The intent of these policies is to bring Russian IT companies back from other jurisdictions where some have formally registered, attract international high-tech start-ups to Russia, and stimulate the export of software from Russian companies. The problem is, of course, that this is a textbook example of a race to the bottom rather than a sustainable policy. The 3 percent corporate income tax rate is one of the lowest rates in the world, and it is six times lower than the standard rate. As Putin explained in his address, the rate:

is not only comparable but even better than in such attractive jurisdictions for IT business as India and Ireland. In fact, this will be one of the lowest tax rates in the world.

This is exactly the sort of tax competition that the international tax community is trying to avoid. While major international organizations and NGOs are calling for international cooperation and the introduction of a universal minimum tax to prevent harmful tax competition, Russia is ignoring the widely held sentiment and giving the IT sector unprecedented tax benefits as a last resort to stop companies from relocating abroad.

While it is true that evidence shows that international businesses still respond to tax incentives, the corporate tax rate would hardly make a list of the top five concerns of those who do business in Russia. No tax benefit can make up for the risk of being held criminally responsible or the risk of a business being taken over by the state. To compete internationally, Russia needs to enact more fundamental, structural, and institutional reforms that offer businesses stability and promise that the rules of the game will be fairly and consistently enforced.

The Russian IT sector agrees with this analysis. A few weeks after Putin’s address, the Association of Computer and Internet Technologies — an association comprised of some of the largest IT companies operating in Russia, such as Yandex and Kaspersky Lab Inc. as well as representatives from the Russian offices of Google, Microsoft, and Apple — issued a statement indicating that Russian IT companies feel endangered and threatened.5 They cited the recent arrests of several IT entrepreneurs and government searches targeting IT industry companies such as the National Computer Corporation, Merlion, Jet Infosystems, I-Teco, TechnoServe, and Maykor. The association warned the government that the hostile business environment might give IT companies an incentive to leave the country. The companies made it very clear they are concerned about the prospect of doing business in Russia. To address these issues and ensure Russia’s digital development, the associations suggested executing not only tax reforms but also legal reforms “that will ensure that all the branches of legislative, executive and judiciary powers are as friendly to law-obeying entrepreneurs as possible.”

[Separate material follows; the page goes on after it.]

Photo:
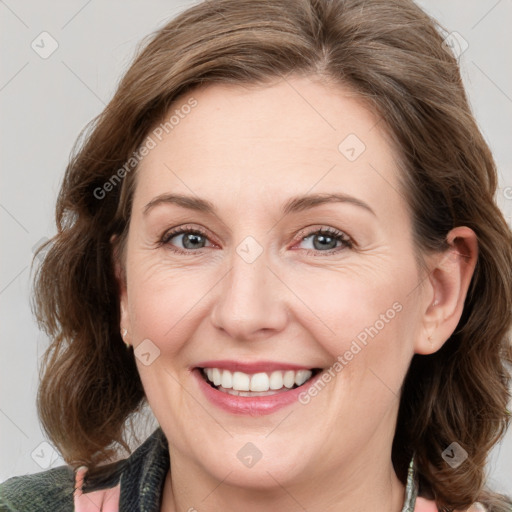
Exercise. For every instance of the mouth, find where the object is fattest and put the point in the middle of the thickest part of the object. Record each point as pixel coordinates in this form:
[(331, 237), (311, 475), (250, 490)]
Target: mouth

These requests make sense. The tax policy changes seem like chaotic, poorly considered, and almost desperate attempts to regain the loyalty of high-net-worth individuals and businesses rather than efforts to ensure Russia’s long-term economic development. However, it is becoming increasingly clear that in a world of (almost) perfect mobility, simply lowering your tax rates is not enough to make a country internationally competitive. In fact, doing so without considering the long-term implications may result in negative economic consequences such as growing inequality.

FOOTNOTES

1 Vladimir Putin, “Address to the Nation” (June 23, 2020). All quoted language from the address is based on the translation available on the Kremlin’s website.

2 The total includes the term of President Dmitry Medvedev when Putin was the actual decision-maker but not the formal officeholder.

5 Vladimir Kozlov, “Russian Tech Industry Faces Coronavirus Brain Drain,” The Moscow Times, June 17, 2020.